Debugging failed Eventbridge invocation
When Eventbridge tries to send an event to a target and the delivery fails, by default only way to notice this is from FailedInvocation
Cloudwatch Metric. The metric itself is not enough to get the actual reason why the event delivery is failing.
In general there are two options to debug FailedInvocaton
issues:
- Debug on the resource level. If your Eventbridge Rule is targeting Lambda function, try to search for failed Lambda invocations from Cloudtrail logs.
- Forward failed deliveries to DLQ(Dead Letter Queue).
On this blog post I’m showing how to configure DLQ to Eventbridge target and how to write error logs to Cloudwatch Logs.
You can get full template from: https://github.com/markymarkus/cloudformation/blob/master/eventbridge-debug-dlq/template.yml
Walkthrough
We are starting with very basic AWS::Events::Rule
on account 111111111111 which forwards events from custom.source
to event bus on account 222222222222. FailedInvocation
metrics shows that all the invocations are failing.
Enable error logging
To get better understanding why events are not reaching a target eventbus, following resources are added:
- Set Eventbridge Target retry count to 0. Depending on error, Eventbridge retries to send event 24h before failing and sending the event to DLQ. Setting retry count to zero ensure that failed event is sent to DLQ asap.

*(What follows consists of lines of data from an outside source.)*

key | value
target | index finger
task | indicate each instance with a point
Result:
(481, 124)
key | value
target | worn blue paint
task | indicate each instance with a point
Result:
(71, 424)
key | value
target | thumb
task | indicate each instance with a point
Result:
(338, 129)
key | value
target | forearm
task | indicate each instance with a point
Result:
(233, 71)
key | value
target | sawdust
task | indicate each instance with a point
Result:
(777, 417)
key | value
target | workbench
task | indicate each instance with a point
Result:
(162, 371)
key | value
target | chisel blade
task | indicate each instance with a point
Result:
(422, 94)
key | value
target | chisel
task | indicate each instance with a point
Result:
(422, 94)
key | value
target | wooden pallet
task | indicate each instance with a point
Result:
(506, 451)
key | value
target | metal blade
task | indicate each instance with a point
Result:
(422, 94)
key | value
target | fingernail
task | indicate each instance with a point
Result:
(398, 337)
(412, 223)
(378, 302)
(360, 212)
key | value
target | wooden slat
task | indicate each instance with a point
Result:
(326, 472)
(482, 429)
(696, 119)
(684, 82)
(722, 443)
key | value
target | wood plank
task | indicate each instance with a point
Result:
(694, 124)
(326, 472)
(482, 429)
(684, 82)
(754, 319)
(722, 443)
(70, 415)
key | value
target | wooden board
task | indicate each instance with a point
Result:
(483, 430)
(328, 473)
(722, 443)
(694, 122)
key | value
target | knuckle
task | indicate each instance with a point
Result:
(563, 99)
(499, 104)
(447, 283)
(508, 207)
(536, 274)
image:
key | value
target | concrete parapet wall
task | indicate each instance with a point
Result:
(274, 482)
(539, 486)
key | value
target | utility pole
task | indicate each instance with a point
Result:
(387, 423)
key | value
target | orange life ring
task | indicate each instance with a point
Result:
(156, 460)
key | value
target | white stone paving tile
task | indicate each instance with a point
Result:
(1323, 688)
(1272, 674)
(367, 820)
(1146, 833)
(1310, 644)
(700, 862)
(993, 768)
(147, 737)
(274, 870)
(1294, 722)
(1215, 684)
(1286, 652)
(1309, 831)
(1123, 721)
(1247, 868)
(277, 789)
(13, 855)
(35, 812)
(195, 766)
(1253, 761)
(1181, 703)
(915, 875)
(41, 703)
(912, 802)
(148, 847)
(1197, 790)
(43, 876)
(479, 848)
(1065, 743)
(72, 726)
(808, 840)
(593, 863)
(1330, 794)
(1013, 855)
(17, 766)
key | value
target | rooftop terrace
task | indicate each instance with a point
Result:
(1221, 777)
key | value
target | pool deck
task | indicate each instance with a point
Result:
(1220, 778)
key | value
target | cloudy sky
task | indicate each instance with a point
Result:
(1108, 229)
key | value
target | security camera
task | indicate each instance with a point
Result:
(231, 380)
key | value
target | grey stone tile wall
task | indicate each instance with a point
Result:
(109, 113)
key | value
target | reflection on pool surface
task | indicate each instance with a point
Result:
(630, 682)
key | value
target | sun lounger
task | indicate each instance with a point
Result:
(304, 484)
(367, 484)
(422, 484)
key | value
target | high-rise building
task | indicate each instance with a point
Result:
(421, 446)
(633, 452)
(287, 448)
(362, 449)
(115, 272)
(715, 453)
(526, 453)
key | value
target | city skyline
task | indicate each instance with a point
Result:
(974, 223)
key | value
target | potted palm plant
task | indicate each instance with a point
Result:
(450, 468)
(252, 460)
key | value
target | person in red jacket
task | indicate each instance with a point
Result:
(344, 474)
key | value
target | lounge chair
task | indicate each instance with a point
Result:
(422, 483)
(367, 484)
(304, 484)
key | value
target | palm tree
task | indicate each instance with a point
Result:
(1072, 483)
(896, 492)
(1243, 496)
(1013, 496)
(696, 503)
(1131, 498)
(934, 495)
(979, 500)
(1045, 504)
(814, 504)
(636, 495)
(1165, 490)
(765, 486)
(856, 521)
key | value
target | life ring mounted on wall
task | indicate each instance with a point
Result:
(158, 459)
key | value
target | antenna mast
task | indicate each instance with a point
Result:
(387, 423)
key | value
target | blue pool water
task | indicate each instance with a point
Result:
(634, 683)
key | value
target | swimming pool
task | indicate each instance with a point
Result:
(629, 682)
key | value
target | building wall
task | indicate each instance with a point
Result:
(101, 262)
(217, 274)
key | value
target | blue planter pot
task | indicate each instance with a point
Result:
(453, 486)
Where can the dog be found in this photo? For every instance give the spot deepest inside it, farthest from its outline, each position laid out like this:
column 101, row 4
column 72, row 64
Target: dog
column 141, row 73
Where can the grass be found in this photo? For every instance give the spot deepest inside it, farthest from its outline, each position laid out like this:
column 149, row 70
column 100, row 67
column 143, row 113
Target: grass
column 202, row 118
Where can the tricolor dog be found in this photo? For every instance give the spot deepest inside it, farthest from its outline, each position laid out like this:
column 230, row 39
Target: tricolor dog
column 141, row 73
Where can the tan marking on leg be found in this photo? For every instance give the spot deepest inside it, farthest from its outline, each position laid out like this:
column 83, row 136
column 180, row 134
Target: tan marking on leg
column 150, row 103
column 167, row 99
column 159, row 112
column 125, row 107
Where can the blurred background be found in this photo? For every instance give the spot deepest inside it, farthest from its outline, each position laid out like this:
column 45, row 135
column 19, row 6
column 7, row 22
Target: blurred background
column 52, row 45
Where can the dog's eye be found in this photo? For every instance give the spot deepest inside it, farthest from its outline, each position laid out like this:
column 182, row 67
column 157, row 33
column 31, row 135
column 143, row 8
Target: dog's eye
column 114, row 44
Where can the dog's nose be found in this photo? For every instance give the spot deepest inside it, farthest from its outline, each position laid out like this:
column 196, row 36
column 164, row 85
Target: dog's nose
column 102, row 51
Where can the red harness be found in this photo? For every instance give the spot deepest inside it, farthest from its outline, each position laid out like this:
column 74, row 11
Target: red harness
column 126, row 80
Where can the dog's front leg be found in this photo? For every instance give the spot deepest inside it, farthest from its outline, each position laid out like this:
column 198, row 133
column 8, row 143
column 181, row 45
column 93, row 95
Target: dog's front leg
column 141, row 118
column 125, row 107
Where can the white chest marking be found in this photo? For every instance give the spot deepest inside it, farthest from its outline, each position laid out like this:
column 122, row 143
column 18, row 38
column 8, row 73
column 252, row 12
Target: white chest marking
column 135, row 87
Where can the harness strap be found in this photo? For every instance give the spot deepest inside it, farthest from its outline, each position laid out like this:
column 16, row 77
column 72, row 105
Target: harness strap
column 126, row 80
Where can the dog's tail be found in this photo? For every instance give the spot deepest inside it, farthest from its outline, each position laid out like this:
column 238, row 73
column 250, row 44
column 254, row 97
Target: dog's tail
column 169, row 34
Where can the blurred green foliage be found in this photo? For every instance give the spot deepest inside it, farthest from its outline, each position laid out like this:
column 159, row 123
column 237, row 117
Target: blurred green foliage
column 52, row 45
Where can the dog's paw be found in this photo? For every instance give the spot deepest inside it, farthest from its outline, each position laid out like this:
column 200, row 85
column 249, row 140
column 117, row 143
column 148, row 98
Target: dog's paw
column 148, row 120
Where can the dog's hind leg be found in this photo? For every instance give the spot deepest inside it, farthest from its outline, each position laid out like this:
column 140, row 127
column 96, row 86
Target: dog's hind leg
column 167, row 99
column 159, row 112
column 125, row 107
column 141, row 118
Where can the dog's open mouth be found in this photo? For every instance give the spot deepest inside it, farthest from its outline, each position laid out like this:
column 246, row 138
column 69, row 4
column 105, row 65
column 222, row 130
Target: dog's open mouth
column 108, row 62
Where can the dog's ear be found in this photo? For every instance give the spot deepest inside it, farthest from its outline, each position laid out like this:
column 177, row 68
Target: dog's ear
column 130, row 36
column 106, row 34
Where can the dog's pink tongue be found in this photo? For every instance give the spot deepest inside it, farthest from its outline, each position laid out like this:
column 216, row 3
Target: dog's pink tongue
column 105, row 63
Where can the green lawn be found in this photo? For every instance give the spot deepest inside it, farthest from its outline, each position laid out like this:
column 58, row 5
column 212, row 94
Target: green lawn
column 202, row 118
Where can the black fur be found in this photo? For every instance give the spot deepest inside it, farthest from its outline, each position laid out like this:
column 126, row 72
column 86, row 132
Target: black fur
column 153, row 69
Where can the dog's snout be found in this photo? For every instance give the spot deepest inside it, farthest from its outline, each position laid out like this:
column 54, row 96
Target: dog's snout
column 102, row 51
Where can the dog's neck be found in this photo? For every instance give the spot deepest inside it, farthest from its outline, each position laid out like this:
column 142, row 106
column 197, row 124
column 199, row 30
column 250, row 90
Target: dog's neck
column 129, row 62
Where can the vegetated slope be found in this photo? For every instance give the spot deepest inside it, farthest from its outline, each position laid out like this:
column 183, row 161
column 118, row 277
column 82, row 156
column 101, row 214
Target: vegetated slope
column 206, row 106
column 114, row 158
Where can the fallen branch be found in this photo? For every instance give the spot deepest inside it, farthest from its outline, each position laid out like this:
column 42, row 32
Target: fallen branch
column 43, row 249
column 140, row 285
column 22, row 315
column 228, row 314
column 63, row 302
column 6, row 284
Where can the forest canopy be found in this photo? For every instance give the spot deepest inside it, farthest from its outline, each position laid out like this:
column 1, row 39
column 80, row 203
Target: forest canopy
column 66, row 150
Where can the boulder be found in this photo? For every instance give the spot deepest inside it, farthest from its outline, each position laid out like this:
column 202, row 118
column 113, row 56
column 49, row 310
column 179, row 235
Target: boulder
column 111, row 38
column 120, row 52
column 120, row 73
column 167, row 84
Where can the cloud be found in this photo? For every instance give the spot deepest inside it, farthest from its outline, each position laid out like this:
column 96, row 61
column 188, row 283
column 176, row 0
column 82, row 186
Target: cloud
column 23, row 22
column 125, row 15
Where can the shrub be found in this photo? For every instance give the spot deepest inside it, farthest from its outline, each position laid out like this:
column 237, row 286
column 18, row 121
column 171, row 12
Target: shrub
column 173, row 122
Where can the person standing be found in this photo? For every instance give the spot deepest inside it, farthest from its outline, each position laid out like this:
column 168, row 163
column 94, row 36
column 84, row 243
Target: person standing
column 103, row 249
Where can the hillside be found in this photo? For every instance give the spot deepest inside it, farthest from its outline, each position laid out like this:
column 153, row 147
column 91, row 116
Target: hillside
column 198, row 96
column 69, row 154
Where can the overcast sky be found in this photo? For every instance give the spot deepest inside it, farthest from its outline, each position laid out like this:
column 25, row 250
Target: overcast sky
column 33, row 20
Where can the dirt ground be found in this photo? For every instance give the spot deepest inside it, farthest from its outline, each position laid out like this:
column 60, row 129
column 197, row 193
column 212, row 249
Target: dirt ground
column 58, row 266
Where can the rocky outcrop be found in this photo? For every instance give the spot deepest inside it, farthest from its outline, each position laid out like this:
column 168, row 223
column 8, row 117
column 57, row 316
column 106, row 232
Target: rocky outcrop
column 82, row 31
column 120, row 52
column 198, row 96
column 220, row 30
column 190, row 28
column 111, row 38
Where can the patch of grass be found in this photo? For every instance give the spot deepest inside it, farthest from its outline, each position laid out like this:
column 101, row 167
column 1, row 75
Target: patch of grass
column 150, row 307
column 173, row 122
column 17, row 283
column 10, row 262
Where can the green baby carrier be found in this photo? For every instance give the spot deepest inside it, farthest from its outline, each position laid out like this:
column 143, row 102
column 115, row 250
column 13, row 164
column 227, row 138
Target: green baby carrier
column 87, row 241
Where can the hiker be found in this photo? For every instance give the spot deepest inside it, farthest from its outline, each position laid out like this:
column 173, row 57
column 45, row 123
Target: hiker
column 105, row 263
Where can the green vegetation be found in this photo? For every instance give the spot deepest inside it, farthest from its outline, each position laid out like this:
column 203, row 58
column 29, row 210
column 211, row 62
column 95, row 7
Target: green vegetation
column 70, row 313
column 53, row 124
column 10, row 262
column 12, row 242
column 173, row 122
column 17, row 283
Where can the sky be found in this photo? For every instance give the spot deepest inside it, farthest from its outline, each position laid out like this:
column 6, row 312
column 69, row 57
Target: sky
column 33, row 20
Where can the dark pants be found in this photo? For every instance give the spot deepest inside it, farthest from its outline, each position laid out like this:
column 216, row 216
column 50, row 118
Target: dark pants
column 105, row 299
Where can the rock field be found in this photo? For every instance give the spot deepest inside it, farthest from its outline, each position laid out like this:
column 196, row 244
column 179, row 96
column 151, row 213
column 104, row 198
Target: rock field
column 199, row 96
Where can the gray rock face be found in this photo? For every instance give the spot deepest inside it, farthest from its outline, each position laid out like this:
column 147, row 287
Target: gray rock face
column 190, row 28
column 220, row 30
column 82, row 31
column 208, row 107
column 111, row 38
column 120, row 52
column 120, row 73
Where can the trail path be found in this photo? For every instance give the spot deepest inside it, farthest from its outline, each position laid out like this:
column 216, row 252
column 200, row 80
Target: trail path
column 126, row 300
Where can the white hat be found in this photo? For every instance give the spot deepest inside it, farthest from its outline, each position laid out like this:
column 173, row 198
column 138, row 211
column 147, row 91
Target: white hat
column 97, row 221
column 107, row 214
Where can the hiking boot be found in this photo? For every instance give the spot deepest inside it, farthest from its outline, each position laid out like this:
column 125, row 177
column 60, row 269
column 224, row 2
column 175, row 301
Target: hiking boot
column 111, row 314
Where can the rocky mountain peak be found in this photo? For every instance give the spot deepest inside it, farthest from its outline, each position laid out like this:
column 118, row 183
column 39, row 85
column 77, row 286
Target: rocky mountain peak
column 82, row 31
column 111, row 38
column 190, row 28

- Configure DLQ(SQS) for failing target.
- Create Lambda function to get error messages from the DLQ(SQS) queue and writing error logs to Cloudwatch Logs.
Fig 1. Architecture
And this is how the configuration looks in Cloudformation template:
CustomEventsRule:
Type: AWS::Events::Rule
Properties:
EventBusName: !GetAtt CustomEventBus.Arn
EventPattern:
source:
- custom.source
State: ENABLED
Targets:
- Id: 'customtarget'
Arn: 'arn:aws:events:eu-west-1:222222222222:event-bus/default'
RetryPolicy:
MaximumRetryAttempts: 0
DeadLetterQueue:
Arn: !GetAtt DLQueue.Arn
After dead letter queue setup is in place, wait for next failing invocation and open DLQ handler Lambda’s execution logs from Cloudwath Logs. ERROR_MESSAGE
and ERROR_CODE
fields have human readable reason why the sending is failing.
....
"messageAttributes": {
"RULE_ARN": {
"stringValue": "arn:aws:events:eu-west-1:111111111111:rule/custom_event_bus/dev-eb-debug-CustomEventsRule-3GTDO9NDN1Q9",
"stringListValues": [],
"binaryListValues": [],
"dataType": "String"
},
"TARGET_ARN": {
"stringValue": "arn:aws:events:eu-west-1:222222222222:event-bus/default",
"stringListValues": [],
"binaryListValues": [],
"dataType": "String"
},
"ERROR_MESSAGE": {
"stringValue": "Lack of permissions to invoke cross account target.",
"stringListValues": [],
"binaryListValues": [],
"dataType": "String"
},
"ERROR_CODE": {
"stringValue": "NO_PERMISSIONS",
"stringListValues": [],
"binaryListValues": [],
"dataType": "String"
}
},
This time the delivery was failing because of terminated Eventbridge Policy on the recieving AWS account.
Conclusion
In general DLQs require some logic to handle failed events. Adding alarm for failed Eventbridge invocation and logging via DLQ is the first step to understand if that logic should be developed further.